Figure 4: Those pressure curves are from within the piston chamber not on the eye plane. It is not clear how this affects the outcome of the model as the applied pressure on the cornea is far less.

Response 9: Figure 4 shows the air velocity on the cornea not the pressure, as the pressure distribution is unknown and will be the outcome of the CFD model. We have conducted another CFD model for the CorVis-ST from inside the piston chamber all the way to the exit nozzle to make sure the information about the air velocity at the nozzle, provided by the manufacturer, is correct. Please see Figure 2 below. We have added this figure to the supplementary material.

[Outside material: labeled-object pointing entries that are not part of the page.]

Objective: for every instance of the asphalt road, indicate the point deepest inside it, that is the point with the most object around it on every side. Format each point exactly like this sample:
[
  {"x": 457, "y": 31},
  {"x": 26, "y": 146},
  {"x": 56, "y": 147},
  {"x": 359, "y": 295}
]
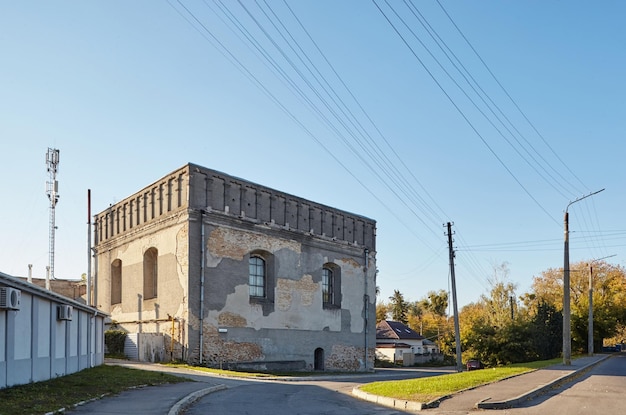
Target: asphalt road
[
  {"x": 321, "y": 397},
  {"x": 599, "y": 391}
]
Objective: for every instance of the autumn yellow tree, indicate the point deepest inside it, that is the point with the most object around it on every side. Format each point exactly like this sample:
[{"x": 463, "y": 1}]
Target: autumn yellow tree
[{"x": 609, "y": 299}]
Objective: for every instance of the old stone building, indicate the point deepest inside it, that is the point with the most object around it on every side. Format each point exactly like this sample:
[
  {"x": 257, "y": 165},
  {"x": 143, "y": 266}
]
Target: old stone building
[{"x": 226, "y": 271}]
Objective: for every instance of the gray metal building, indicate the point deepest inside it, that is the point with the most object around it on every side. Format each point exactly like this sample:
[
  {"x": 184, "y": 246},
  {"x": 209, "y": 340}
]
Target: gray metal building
[{"x": 44, "y": 335}]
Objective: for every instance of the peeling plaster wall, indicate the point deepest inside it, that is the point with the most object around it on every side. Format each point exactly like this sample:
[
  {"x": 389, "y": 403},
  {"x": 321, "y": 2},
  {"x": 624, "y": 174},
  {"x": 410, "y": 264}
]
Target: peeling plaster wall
[
  {"x": 298, "y": 324},
  {"x": 205, "y": 225},
  {"x": 138, "y": 315}
]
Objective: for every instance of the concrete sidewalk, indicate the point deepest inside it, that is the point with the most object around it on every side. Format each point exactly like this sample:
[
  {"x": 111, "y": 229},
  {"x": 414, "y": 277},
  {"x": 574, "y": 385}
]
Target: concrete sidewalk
[
  {"x": 512, "y": 391},
  {"x": 498, "y": 395},
  {"x": 168, "y": 399}
]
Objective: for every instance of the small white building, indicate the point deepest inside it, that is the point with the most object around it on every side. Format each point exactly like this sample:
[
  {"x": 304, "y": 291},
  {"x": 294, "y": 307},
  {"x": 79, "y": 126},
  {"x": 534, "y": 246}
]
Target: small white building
[
  {"x": 394, "y": 339},
  {"x": 44, "y": 335}
]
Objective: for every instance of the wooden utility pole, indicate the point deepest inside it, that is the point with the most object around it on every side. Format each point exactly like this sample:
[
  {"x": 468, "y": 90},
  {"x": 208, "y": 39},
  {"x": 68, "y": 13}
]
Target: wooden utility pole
[{"x": 457, "y": 331}]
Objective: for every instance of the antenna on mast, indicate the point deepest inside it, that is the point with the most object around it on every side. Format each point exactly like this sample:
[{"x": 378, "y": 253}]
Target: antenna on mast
[{"x": 52, "y": 190}]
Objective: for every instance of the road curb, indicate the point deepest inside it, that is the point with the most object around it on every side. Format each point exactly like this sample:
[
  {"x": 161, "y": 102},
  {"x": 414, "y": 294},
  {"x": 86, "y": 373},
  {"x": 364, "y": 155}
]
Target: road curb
[
  {"x": 509, "y": 403},
  {"x": 192, "y": 397},
  {"x": 389, "y": 402}
]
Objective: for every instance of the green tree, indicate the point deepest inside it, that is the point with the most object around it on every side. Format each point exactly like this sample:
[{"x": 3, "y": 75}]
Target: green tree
[
  {"x": 382, "y": 312},
  {"x": 399, "y": 307}
]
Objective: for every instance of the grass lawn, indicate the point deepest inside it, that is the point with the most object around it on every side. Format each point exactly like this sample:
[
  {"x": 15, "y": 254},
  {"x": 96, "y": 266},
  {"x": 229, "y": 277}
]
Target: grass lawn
[
  {"x": 428, "y": 389},
  {"x": 64, "y": 392}
]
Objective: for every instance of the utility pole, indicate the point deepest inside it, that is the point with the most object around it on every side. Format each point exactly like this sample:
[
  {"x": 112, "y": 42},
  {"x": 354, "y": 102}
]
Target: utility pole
[
  {"x": 457, "y": 331},
  {"x": 52, "y": 190},
  {"x": 590, "y": 324},
  {"x": 567, "y": 328}
]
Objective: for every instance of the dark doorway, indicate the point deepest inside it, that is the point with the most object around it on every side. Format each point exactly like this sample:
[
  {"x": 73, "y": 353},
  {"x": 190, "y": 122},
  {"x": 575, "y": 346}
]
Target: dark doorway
[{"x": 319, "y": 359}]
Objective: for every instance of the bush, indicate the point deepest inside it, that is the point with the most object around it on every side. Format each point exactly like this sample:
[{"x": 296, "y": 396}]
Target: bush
[{"x": 114, "y": 341}]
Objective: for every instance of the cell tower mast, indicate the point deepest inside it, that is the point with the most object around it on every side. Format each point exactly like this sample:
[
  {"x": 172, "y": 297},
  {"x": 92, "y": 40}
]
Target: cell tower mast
[{"x": 52, "y": 190}]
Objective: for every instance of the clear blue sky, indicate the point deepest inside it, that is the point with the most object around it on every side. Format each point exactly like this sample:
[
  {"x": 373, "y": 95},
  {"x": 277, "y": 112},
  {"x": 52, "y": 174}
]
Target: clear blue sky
[{"x": 338, "y": 108}]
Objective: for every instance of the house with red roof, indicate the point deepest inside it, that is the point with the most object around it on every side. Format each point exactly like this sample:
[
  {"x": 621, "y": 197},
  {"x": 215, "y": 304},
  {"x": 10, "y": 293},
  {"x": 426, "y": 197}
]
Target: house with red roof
[{"x": 397, "y": 342}]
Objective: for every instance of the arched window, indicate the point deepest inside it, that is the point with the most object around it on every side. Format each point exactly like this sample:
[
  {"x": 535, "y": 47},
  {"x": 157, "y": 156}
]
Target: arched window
[
  {"x": 331, "y": 286},
  {"x": 150, "y": 273},
  {"x": 116, "y": 282},
  {"x": 327, "y": 286},
  {"x": 257, "y": 279}
]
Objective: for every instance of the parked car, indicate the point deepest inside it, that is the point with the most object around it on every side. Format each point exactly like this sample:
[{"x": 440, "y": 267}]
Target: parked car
[{"x": 474, "y": 364}]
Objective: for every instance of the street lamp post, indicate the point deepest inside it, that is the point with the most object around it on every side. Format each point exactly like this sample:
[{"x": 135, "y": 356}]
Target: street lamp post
[{"x": 567, "y": 335}]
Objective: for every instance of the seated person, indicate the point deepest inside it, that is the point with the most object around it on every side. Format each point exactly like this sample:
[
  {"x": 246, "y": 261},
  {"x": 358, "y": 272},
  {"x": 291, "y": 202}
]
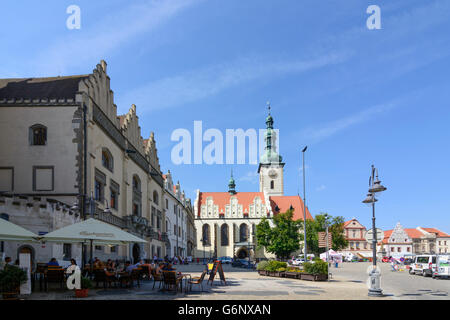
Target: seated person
[
  {"x": 110, "y": 265},
  {"x": 6, "y": 263},
  {"x": 149, "y": 267},
  {"x": 129, "y": 267},
  {"x": 73, "y": 266},
  {"x": 168, "y": 267},
  {"x": 159, "y": 268},
  {"x": 53, "y": 262}
]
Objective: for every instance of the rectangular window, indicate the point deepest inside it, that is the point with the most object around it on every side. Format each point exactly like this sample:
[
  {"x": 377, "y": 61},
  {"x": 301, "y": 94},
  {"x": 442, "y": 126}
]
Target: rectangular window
[
  {"x": 114, "y": 194},
  {"x": 99, "y": 191},
  {"x": 113, "y": 202},
  {"x": 6, "y": 179},
  {"x": 43, "y": 178},
  {"x": 67, "y": 251},
  {"x": 136, "y": 209}
]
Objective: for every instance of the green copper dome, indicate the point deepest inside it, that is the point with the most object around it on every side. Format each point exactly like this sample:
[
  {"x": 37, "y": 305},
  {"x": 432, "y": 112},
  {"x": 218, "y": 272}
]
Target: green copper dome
[
  {"x": 231, "y": 184},
  {"x": 270, "y": 157}
]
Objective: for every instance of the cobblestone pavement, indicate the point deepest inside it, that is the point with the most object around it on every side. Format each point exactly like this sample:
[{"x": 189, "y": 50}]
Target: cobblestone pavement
[
  {"x": 241, "y": 284},
  {"x": 400, "y": 284}
]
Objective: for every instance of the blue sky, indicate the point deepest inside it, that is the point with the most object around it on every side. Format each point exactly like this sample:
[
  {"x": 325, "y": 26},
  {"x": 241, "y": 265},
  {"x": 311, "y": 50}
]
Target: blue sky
[{"x": 354, "y": 96}]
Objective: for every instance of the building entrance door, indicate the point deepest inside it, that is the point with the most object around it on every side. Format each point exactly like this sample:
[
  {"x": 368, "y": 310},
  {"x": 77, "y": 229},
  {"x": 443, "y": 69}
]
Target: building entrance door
[{"x": 136, "y": 253}]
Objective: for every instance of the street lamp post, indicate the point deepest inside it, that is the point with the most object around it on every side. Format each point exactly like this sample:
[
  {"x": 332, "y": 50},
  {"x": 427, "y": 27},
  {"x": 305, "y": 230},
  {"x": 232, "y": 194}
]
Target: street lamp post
[
  {"x": 375, "y": 186},
  {"x": 304, "y": 206}
]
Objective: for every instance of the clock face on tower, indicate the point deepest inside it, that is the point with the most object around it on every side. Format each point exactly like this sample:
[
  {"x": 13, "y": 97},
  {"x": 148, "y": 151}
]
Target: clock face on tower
[{"x": 273, "y": 174}]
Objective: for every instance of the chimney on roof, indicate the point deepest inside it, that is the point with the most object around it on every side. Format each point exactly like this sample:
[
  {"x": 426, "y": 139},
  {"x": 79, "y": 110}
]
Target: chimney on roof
[{"x": 103, "y": 64}]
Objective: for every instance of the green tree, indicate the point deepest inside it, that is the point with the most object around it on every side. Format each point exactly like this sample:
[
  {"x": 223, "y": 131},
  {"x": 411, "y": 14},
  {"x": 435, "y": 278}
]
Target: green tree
[
  {"x": 335, "y": 229},
  {"x": 283, "y": 238}
]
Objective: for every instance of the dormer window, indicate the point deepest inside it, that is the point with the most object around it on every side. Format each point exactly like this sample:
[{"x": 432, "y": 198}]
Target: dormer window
[
  {"x": 107, "y": 159},
  {"x": 38, "y": 135}
]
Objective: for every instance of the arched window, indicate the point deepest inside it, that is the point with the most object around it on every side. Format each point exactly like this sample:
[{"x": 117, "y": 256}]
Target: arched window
[
  {"x": 206, "y": 235},
  {"x": 137, "y": 202},
  {"x": 107, "y": 159},
  {"x": 243, "y": 233},
  {"x": 224, "y": 235},
  {"x": 136, "y": 183},
  {"x": 38, "y": 135}
]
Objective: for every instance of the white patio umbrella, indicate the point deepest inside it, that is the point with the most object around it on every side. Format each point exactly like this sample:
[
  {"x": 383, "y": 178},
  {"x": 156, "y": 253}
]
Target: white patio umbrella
[
  {"x": 12, "y": 232},
  {"x": 93, "y": 231}
]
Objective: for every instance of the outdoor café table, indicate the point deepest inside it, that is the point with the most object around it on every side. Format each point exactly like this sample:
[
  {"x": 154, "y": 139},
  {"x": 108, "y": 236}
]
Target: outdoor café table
[{"x": 186, "y": 277}]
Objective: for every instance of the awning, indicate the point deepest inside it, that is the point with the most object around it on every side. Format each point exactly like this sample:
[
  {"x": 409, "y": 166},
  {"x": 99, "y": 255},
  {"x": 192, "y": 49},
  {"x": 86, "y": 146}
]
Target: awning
[
  {"x": 92, "y": 229},
  {"x": 12, "y": 232}
]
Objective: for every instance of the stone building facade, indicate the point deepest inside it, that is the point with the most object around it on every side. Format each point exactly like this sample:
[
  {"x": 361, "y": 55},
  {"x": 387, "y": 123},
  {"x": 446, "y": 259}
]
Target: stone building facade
[
  {"x": 178, "y": 212},
  {"x": 354, "y": 233},
  {"x": 226, "y": 221},
  {"x": 62, "y": 139}
]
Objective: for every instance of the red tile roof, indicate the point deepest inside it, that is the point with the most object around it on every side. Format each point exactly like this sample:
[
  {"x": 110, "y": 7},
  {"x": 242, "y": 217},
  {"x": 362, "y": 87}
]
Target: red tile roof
[
  {"x": 285, "y": 202},
  {"x": 246, "y": 198},
  {"x": 223, "y": 198},
  {"x": 439, "y": 232}
]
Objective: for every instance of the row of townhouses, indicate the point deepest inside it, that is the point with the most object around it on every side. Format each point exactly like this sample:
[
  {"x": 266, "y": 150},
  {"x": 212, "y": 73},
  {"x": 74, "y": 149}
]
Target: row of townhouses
[
  {"x": 66, "y": 155},
  {"x": 397, "y": 242}
]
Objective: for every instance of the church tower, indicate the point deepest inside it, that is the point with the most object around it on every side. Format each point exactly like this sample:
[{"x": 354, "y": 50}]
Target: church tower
[{"x": 270, "y": 165}]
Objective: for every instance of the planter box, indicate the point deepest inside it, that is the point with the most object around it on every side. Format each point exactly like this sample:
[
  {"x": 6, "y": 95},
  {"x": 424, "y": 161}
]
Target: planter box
[
  {"x": 81, "y": 293},
  {"x": 313, "y": 277},
  {"x": 293, "y": 275},
  {"x": 262, "y": 272}
]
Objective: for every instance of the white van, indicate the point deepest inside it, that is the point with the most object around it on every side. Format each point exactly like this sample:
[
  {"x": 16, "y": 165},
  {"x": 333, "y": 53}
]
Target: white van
[
  {"x": 442, "y": 269},
  {"x": 423, "y": 264}
]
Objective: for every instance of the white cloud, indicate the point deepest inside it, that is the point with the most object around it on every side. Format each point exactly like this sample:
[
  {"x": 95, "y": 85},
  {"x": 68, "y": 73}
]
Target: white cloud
[{"x": 210, "y": 80}]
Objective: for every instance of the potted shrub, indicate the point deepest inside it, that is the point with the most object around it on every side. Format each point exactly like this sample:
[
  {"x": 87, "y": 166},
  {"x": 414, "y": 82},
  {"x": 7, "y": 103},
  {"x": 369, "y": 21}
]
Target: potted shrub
[
  {"x": 11, "y": 277},
  {"x": 86, "y": 284},
  {"x": 317, "y": 271},
  {"x": 274, "y": 266},
  {"x": 280, "y": 272},
  {"x": 293, "y": 272},
  {"x": 261, "y": 267}
]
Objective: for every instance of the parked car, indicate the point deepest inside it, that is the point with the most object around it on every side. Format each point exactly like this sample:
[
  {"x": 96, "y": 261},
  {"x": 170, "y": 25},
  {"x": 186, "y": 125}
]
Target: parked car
[
  {"x": 297, "y": 262},
  {"x": 243, "y": 263},
  {"x": 225, "y": 260},
  {"x": 423, "y": 264},
  {"x": 442, "y": 269}
]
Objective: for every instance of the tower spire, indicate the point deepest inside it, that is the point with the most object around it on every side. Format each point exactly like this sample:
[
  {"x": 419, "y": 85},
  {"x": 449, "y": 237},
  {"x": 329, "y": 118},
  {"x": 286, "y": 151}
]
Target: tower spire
[{"x": 232, "y": 184}]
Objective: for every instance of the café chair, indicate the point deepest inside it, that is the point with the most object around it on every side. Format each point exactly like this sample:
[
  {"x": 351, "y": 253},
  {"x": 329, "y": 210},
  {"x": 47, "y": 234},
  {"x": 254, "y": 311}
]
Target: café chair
[{"x": 197, "y": 280}]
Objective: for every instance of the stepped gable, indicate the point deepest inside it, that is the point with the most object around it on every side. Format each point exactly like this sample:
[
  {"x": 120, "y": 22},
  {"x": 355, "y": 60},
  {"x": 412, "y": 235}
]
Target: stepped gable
[
  {"x": 97, "y": 87},
  {"x": 151, "y": 151},
  {"x": 284, "y": 203}
]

Point 10: Contradiction about the patients’ data

A There is a contradiction about the patients-data (line 186-187, 243).

Response 10:

The text in lines (186-187, Section 2.2) covers the numerical model and how it’s flexible to read the Pentacam files for topographical cornea patient-specific eye models and apply the CFD air puff on them. While in line (243, Section 2.4) we were talking about the clinical data of healthy participants used in validation of the numerical results. Although, we validated our model on healthy clinical data, our code can work with any geometry even if it is distorted or has any pathological condition including keratoconic eyes, but this is considered in our future work. I have added this point to the discussion to make that clear (Lines 433-437, Section 4).

 

Point 11: Clinical data

What were the inclusion and exclusion criteria of those patients? If they are considered as patients, how can they be deemed as healthy (firstly it can be assumed that they are patients as they were in hospital and secondly it is not clear how systematic conditions -diabetes etc.- were controlled or excluded)? It is known that biomechanics properties are affected by a number of conditions which are not assessable by just using a video topographer. The demographic but also the clinical parameters are widespread, it would be good to include a table with patients’ data.

Response 11:

It was mentioned in section 2.4 that the inclusion criteria of healthy subjects were a Belin/Ambrósio Enhanced Ectasia total deviation index (BAD-D) of less than 1.6 the standard deviation (SD) from normative values in both eyes, no previous ocular surgery and systematic conditions including diabetes, myopia less than 10D and no concurrent or previous glaucoma or hypotonic therapies. Moreover, to confirm the diagnosis, all exams of each clinic were blindly re-evaluated by a corneal expert at the other clinic. Thank you for pointing out the “patients” matter, this was modified to “participants” in the whole paper.

 

Point 12: Device used for clinical data

Results line 341: Was the same device transported from clinic to clinic? Which software version was used?

Response 12:

The clinical data were collected at two clinical centres, using two different devices and by different technicians. However, all exams were blindly re-evaluated by a corneal expert at the other clinic. The software version used in both centres was (1.2r1307), this was added to the manuscript (Line 255, Section 2.4).

 

 

 

Point 13: Analyses from line 355 to 358

The analyses from line 355 to 358 does not make sense as the parameters are derived from another.

Response 13:

A1 deformation amplitude is different than HC deformation amplitude (A1 stands for first applanation and HC stands for highest concavity) and they are not derived from each other [2,13,35]. That’s why we are suggesting a change to the numerical material parameters to correct for the corneal response to the air puff which was not considered before this work.

 

Point 14: Discussion of limitations and assumptions

The author should discuss limitation and assumption of the model in depth at the end of the paper.

Response 14:

As per your comment, we have added a paragraph in the discussion detailing the study limitations (Lines 422-437, Section 4).

 

Author Response File: Author Response.pdf

Round 2

Reviewer 1 Report

Thanks for your response to my comments.  Based on revision, it is good to go. This work has some potential to go further. 

Reviewer 3 Report

The new version looks much better. However, there are two sections
called '4. Discussion' and there are still some minor punctuation
and grammar mistakes as well as missing spaces between words.